ONTAP AI and NetApp Trident: Streamlining and simplifying AI workloads

I listened to a lot of Nirvana as a teenager, usually at full volume. “Nevermind” was pretty much on repeat for a time there, and my mom often worried that I’d lose my hearing. One of the things I loved about their music was the energy, but also how raw and simple it was. People who didn’t appreciate Nirvana’s music would lament how “they only knew three chords.” My response was if three chords work why do you need to use more?

Over the years I’ve come to appreciate other types of music, including progressive rock, which is known for how intricate the music can be (think Yes, Dream Theater, Rush, the Mars Volta). I’ve come to recognize the value in intricate skill, but often I yearn for the simple, frenetic sounds in a song that spans a few minutes rather than a majestic, orchestral 20-minute epic.

I believe there is a parallel with IT operations here. In this case, artificial intelligence (AI)/machine learning workloads will be the example.

As Santosh Rao pointed out in his first blog on AI, “enterprises are eager to take advantage of AI technologies as a means to introduce new services and enhance insights from company data.” But what enterprises are finding is that these workloads are not “Come as You Are,” but instead are often massively complex – featuring multiple moving parts and applications. This kind of complexity can drive people away from a technology – recall the initial adoption of OpenStack. While adoption rates for OpenStack have steadily increased over recent years, early adoption of the platform was slow, partly due to the complexity around setup and management.

NetApp® also learned lessons about over complicating things from early releases of ONTAP®, and since then has been applying those lessons to the release of new products and architectures. The objective now is to make the technology as simple as possible so that using our products doesn’t “Drain You.”

Simplicity through Convergence

Recently, NetApp announced the release of a new converged infrastructure to help enterprises quickly and easily stand up AI architecture at scale with NetApp ONTAP® AI, which features ONTAP, AFF, and NVIDIA DGX-1 servers.

With this solution, you can deploy a new AI infrastructure without all the configuration and guesswork, as well as scale the solution out as the AI workload demands. With NetApp’s cloud-driven strategy, you can also leverage an edge/core/cloud mentality, powered by ONTAP anywhere and everywhere and designed to address bottlenecks.

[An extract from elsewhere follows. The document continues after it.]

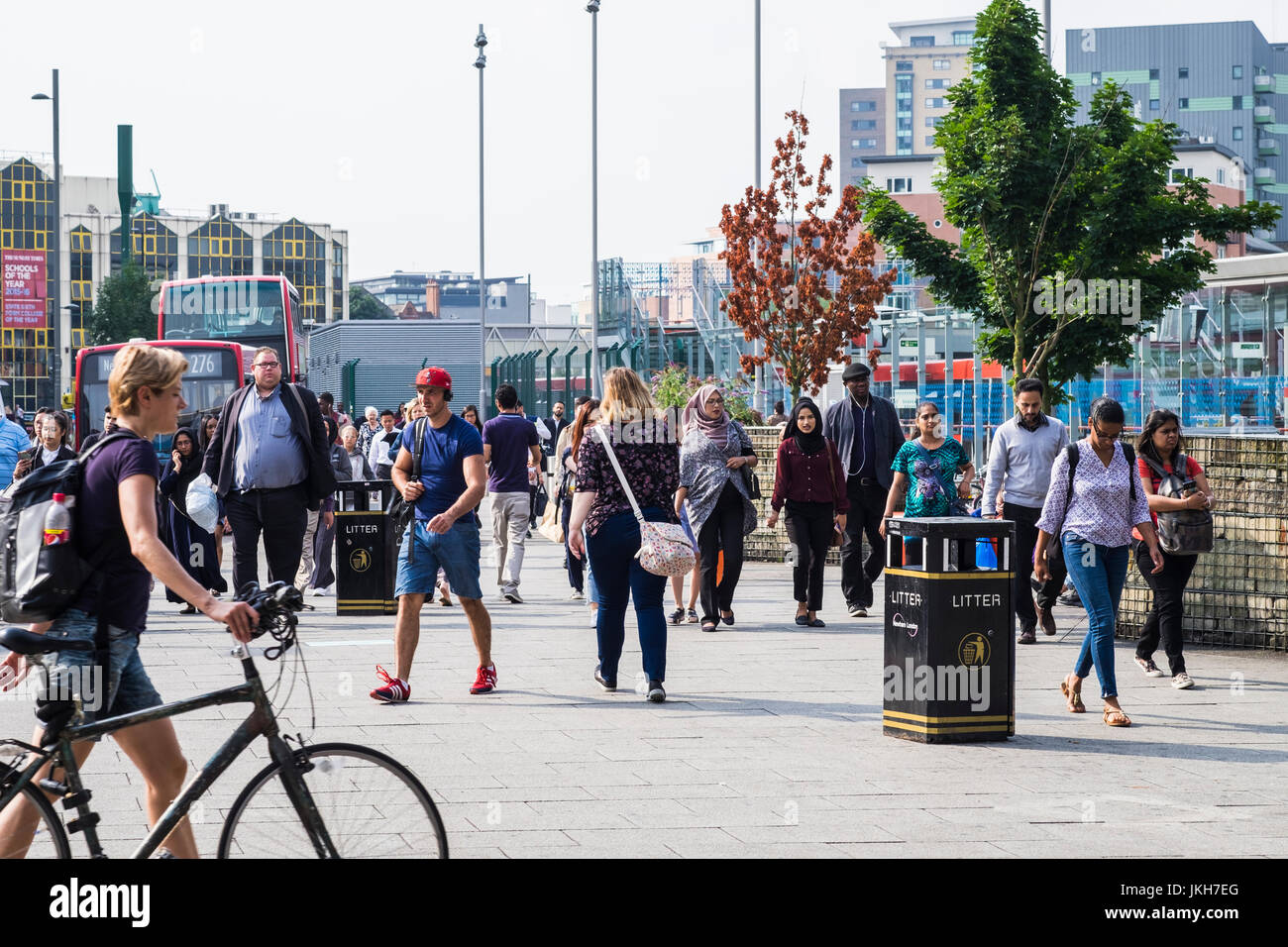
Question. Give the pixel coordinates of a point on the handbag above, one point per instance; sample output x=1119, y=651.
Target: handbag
x=665, y=548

As ONTAP Senior VP Octavian Tanase put it in this blog, “ONTAP AI is designed to address AI bottlenecks wherever they occur. NVIDIA and NetApp technologies eliminate performance issues and enable secure, non-disruptive data access, delivering AI performance at scale. The NetApp Data Fabric enables you to integrate diverse, dynamic, and distributed data sources with complete control and protection.”

There’s just “Something in the Way” NetApp’s AI solution takes a hard problem to solve and makes it easy. (Ok, I’ll stop with the Nirvana references now)

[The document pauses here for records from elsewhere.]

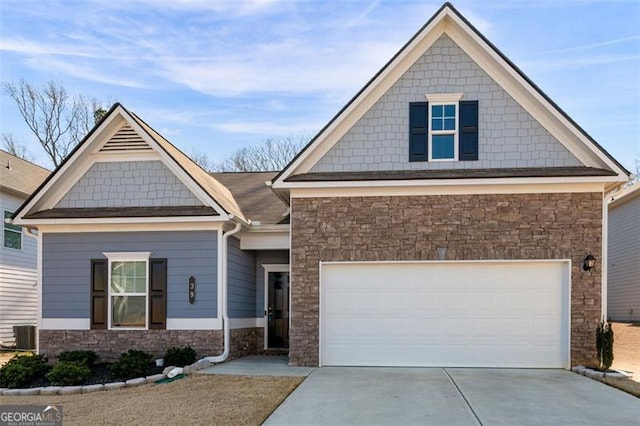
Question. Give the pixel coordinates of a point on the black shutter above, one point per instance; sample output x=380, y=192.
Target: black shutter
x=158, y=294
x=418, y=131
x=99, y=294
x=468, y=127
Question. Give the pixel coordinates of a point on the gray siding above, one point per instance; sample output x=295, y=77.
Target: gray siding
x=67, y=260
x=18, y=300
x=25, y=257
x=241, y=281
x=275, y=257
x=128, y=184
x=623, y=284
x=508, y=135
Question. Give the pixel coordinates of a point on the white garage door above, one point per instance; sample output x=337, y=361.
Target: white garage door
x=462, y=314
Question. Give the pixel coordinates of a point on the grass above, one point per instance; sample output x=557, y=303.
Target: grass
x=196, y=400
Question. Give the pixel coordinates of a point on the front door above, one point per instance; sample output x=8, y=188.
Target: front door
x=278, y=310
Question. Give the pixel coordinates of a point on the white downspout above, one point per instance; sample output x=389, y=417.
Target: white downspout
x=29, y=232
x=225, y=314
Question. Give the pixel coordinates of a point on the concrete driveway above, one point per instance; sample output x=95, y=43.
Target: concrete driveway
x=453, y=396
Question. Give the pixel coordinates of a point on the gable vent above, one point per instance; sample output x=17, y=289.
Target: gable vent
x=126, y=140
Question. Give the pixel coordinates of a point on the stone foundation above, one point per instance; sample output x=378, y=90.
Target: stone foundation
x=471, y=227
x=109, y=344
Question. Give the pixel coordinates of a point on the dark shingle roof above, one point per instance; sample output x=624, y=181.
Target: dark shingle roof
x=451, y=174
x=256, y=200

Simplicity through Storage Management

AI workloads can chew through a lot of data and a high number of files. When you buy a multi-node ONTAP cluster, you want peace of mind that all your hardware resources are being used to process the workload as efficiently as possible.

In AI/Deep Learning workflows, data will travel through several places using a data pipeline. Santosh Rao covered it here, but let’s recap:

  • Data ingest – ingestion usually occurs at the edge, for example capturing data streaming from cars or point-of-sale devices. Depending on the use case, IT infrastructure might be needed at or near the ingestion point. For instance, a retailer might need a small footprint in each store, consolidating data from multiple devices.
  • Data prep – preprocessing is necessary to normalize data before training. Preprocessing takes place in a data lake, possibly in the cloud in the form of an S3 tier, or on premises as a file store or object store.
  • Training – for the critical training phase of deep learning, data is typically copied from the data lake into the training cluster at regular intervals. Servers used in this phase use GPUs to parallelize operations, creating a tremendous appetite for data. Raw I/O bandwidth is crucial.
  • Deployment – the resulting model is pushed out to be tested and then moved to production. Depending on the use case, the model might be deployed back to edge operations. Real-world results of the model are monitored, and feedback in the form of new data flows back into the data lake, along with new incoming data to iterate on the process.
  • Archive – Cold data from past iterations may be saved indefinitely. Many AI teams want to archive cold data to object storage, in either a private or public cloud.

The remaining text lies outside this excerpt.